Geoffrey of Monmouth, the first writer of the Round Table romances, hails from Dol-de-Bretagne. For his narrative, he drew inspiration from real places and families. Thus, the coat of arms of Lancelot can be found at the Château de Combourg. The famous shield with three vermilion bands, which gives the strength of three knights, is displayed in the grand salon of the fortress and represents the Coëtquen family, once owners of Combourg.
Even though the 12th century account by Chrétien de Troyes did not yet mention the origins of Lancelot, his coat-of-arms, described in the tales of the Round Table in the 13th century, can be found at the Chateau of Combourg. Indeed, the famous shield with three vermillion bands, which gives the strength of three knights, figures in the great salon of the fortress and represents the Coëtquen family, once proprietors of Combourg.

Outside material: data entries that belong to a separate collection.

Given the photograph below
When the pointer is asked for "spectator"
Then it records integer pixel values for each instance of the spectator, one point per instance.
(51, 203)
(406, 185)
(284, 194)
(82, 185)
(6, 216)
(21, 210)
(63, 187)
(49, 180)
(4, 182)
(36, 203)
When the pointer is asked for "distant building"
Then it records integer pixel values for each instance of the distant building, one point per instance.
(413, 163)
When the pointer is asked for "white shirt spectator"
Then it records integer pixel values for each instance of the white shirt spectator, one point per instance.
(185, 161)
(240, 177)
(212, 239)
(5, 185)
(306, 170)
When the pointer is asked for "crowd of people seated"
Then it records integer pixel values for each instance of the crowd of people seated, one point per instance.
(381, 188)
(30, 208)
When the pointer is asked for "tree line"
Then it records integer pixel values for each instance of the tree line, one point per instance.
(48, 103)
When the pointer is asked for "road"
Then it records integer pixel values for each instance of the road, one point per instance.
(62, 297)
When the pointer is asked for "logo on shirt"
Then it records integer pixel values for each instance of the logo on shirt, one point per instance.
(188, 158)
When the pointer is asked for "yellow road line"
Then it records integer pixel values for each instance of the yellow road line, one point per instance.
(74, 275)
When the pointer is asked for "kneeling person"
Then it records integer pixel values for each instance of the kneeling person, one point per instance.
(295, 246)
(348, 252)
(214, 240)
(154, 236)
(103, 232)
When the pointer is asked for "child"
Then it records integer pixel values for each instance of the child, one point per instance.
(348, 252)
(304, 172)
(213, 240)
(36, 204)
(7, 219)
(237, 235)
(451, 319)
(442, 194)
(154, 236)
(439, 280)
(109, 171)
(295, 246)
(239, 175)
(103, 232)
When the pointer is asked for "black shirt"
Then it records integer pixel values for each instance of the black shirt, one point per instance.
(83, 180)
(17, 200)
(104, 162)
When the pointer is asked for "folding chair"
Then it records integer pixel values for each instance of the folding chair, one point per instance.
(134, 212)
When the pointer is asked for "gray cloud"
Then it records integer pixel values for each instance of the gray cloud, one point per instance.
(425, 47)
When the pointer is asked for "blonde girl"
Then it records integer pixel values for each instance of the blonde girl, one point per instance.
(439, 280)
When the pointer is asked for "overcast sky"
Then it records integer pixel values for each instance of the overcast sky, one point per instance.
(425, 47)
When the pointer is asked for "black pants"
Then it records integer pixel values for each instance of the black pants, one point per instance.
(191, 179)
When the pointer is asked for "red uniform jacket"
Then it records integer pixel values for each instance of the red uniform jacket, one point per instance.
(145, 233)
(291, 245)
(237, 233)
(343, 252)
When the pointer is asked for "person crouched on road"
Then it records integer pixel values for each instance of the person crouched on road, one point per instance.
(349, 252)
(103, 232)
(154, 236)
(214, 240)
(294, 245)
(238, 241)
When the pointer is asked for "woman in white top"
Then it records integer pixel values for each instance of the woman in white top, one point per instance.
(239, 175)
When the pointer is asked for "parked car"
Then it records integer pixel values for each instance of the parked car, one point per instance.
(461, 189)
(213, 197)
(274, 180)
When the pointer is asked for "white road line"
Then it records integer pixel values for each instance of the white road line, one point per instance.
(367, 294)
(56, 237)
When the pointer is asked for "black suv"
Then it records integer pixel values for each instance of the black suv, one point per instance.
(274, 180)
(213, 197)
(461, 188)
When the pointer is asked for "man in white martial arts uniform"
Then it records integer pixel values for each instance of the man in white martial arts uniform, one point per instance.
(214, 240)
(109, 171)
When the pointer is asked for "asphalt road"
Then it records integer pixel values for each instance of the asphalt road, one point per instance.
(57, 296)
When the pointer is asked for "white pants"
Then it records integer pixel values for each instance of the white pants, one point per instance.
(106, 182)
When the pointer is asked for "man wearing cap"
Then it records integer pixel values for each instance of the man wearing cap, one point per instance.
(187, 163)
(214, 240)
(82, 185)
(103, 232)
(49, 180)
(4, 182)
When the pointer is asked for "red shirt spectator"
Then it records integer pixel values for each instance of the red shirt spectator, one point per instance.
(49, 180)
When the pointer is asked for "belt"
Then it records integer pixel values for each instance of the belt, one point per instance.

In the 12th century’, wrote Chateaubriand, ‘the cantons of Fougères, Rennes, Bécherèl, Dinan, Saint Malo and Dol were covered by the forest of Bréchéliant which provided a battlefield for the Franks and the people of Dommonée. Wace tells how one could see man in a savage state there, the Fontaine de Barenton and a golden basin’. (Memoirs de l’outre-tombe, Book 1, Chapter 6)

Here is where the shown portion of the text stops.